Девушка вскочила и начала быстро одеваться, позабыв про недавние смущение и стыд. Владимир мельком бросил взгляд на ее упругую грудь, приятную фигуру и повернулся к Шварцу:
– Ну что, милый мой, тебя в ведро окунуть или сам окунешься, сейчас ты мне нужен живым и желательно бодрым.
– А, Володенька, – скрипучим голосом, как несмазанная дрезина, проговорил Шварц, – не спится тебе. А что, собственно говоря, случилось?
– Ты не поверишь, Андрюша, я думаю, это тебя сильно удивит и, может быть, даже расстроит, но, оказывается, уже два года идет война. И если тебе совсем интересно, то воюем с Германией – это страна такая.
– Тебе бы только издеваться над бедным магистром от артиллерии, волшебником пороховых зарядов и кудесником стволов, дай лучше воды, изверг, а то, по-моему, я пил только в прошлой жизни. – Шварц стал потихоньку приходить в себя.

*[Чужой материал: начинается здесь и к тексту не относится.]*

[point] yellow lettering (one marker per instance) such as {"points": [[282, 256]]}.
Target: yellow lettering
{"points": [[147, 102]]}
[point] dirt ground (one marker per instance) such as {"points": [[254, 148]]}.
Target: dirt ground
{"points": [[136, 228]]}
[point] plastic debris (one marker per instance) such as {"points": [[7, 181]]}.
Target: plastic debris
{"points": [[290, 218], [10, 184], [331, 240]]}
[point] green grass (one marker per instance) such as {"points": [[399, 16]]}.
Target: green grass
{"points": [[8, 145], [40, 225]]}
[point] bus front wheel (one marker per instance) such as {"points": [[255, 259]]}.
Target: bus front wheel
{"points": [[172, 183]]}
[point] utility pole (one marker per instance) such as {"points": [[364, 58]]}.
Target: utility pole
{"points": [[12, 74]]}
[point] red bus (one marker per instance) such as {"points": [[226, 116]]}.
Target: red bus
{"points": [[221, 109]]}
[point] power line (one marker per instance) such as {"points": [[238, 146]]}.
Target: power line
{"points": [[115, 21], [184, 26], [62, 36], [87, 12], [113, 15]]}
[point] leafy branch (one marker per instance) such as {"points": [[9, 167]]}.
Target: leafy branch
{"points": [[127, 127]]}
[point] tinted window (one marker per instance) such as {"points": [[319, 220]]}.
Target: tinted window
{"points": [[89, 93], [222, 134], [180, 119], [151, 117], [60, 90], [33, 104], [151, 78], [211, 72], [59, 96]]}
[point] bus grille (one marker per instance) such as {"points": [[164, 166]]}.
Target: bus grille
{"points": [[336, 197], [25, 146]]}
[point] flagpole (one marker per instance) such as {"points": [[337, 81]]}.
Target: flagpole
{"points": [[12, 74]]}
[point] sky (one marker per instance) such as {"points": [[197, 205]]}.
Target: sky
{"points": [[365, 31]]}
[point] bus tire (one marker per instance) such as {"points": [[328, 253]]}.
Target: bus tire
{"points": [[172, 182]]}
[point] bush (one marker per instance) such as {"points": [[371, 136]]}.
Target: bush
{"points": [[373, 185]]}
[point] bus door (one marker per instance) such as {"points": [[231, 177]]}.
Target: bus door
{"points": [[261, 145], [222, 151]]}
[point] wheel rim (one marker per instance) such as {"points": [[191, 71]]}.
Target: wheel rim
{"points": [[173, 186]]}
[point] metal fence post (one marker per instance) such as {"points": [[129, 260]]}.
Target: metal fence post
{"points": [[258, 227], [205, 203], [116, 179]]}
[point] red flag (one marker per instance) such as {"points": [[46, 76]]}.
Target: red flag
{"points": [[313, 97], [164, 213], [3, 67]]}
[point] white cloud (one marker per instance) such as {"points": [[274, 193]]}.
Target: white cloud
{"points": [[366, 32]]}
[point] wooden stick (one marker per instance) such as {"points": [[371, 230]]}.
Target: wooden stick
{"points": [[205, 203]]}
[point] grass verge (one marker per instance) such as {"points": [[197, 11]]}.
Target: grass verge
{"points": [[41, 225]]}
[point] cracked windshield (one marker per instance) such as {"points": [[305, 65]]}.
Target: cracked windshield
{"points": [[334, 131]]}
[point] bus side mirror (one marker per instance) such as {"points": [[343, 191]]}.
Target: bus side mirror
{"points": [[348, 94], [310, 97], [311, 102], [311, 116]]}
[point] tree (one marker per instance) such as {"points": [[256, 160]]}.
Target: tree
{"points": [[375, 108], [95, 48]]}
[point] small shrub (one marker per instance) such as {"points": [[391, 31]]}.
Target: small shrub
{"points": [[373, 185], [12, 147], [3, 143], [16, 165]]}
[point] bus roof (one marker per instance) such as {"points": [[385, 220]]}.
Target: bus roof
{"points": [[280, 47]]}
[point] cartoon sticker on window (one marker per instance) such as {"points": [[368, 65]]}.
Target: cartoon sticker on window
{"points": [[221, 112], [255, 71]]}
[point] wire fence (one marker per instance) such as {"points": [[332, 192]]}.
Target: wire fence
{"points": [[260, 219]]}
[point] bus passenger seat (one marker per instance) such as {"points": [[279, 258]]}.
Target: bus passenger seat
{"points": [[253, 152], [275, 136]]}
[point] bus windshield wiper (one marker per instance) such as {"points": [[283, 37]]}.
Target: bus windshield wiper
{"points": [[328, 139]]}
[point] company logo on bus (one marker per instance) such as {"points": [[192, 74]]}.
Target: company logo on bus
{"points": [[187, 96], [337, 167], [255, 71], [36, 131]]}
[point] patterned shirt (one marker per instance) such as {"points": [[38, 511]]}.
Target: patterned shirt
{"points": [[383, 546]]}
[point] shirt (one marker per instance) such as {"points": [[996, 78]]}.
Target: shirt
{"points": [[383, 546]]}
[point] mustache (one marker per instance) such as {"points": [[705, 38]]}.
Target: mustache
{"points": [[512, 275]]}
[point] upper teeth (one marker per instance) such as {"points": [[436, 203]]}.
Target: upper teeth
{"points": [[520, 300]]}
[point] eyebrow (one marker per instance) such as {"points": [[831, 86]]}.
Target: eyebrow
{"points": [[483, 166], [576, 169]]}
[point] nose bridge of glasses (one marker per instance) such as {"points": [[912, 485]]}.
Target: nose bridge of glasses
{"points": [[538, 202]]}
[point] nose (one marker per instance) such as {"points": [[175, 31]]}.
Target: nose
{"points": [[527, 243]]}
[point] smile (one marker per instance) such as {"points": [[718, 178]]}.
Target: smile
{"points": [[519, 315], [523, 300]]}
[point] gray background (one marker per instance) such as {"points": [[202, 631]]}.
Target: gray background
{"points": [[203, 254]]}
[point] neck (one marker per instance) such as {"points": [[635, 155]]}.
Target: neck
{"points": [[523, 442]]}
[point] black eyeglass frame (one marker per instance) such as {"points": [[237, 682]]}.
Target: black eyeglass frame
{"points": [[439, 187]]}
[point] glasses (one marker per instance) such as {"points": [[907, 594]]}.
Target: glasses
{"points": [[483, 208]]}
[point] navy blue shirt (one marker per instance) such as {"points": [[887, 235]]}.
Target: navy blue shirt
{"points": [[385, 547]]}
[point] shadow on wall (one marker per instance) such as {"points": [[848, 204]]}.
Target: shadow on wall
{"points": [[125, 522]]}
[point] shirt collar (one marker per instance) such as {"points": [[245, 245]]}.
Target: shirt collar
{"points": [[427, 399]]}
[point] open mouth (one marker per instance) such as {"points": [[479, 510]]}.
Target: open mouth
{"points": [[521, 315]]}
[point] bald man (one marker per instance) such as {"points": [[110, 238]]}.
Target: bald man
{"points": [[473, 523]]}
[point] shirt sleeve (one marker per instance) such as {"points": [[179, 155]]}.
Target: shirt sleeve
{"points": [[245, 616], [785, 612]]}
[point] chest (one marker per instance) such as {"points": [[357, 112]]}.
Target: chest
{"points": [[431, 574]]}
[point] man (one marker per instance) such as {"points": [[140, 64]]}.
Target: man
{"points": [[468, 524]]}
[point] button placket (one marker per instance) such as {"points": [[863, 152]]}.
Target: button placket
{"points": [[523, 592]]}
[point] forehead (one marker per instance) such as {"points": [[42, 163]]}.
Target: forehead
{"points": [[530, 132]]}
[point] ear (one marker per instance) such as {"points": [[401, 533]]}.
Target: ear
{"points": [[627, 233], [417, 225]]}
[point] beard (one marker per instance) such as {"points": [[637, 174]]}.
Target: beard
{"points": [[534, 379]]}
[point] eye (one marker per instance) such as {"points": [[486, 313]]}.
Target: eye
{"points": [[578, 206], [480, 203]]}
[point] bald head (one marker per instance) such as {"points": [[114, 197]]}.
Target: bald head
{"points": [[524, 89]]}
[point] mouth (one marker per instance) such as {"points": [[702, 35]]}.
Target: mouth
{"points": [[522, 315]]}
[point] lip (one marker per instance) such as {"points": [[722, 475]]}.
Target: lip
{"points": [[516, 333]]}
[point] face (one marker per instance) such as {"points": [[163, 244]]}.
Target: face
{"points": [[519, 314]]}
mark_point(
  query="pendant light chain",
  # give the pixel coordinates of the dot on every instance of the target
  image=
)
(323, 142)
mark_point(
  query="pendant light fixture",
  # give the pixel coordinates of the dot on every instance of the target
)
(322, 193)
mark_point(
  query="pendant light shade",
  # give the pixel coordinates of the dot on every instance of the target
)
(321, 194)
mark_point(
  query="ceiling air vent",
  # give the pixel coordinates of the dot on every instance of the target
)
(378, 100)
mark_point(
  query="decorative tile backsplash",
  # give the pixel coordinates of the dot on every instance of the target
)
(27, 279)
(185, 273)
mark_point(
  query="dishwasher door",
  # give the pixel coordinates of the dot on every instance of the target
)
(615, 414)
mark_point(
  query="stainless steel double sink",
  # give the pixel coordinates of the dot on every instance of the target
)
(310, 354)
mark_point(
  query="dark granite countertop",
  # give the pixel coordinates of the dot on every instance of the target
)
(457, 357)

– Барышня, поднесите возлюбленному чашу с бесцветной жидкостью из вон того прекрасного оцинкованного ведерка, – сказал Владимир девушке, указывая на ведро с водой, – только не перепутайте с горючей жидкостью, которую вы вчера вкушали.
Девушка уже успела одеться, теперь она стояла перед Владимиром и бросала на него гневные взгляды.
– Да, милая, и не смотрите на меня так зло, а то вдруг от вашего прекрасного взгляда у меня случится понос? Будьте же добросердечной, поднесите воды капитану. Видите, он умирает. – Владимир терпеть не мог эти классические женские замашки, когда женщина, осознавая свою неправоту, стремилась слезами или гневом сделать виноватым другого человека.
Девушка подошла к ведру, взяла кружку, стоящую рядом, зачерпнула воду и, боясь расплескать, подошла к Шварцу. Тот одной рукой схватил ее за руку, другой вырвал кружку и начал жадно пить, проливая воду себе на лицо. Выпив все одним залпом, он тыльной стороной ладони вытер губы и, поцеловав девушке руку, отпустил ее. Она испуганно сделала шаг назад и повернулась, чтобы уйти из землянки.
– Барышня, ну поскорее же, видите, капитан вас не держит, – с неприкрытым раздражением сказал Владимир. Время шло, и каждая минута торопила его. – Кстати, не забудьте там у себя провериться на триппер, от этого старого алкоголика всего можно ожидать.
– Девушка вспыхнула и бегом бросилась в дверь.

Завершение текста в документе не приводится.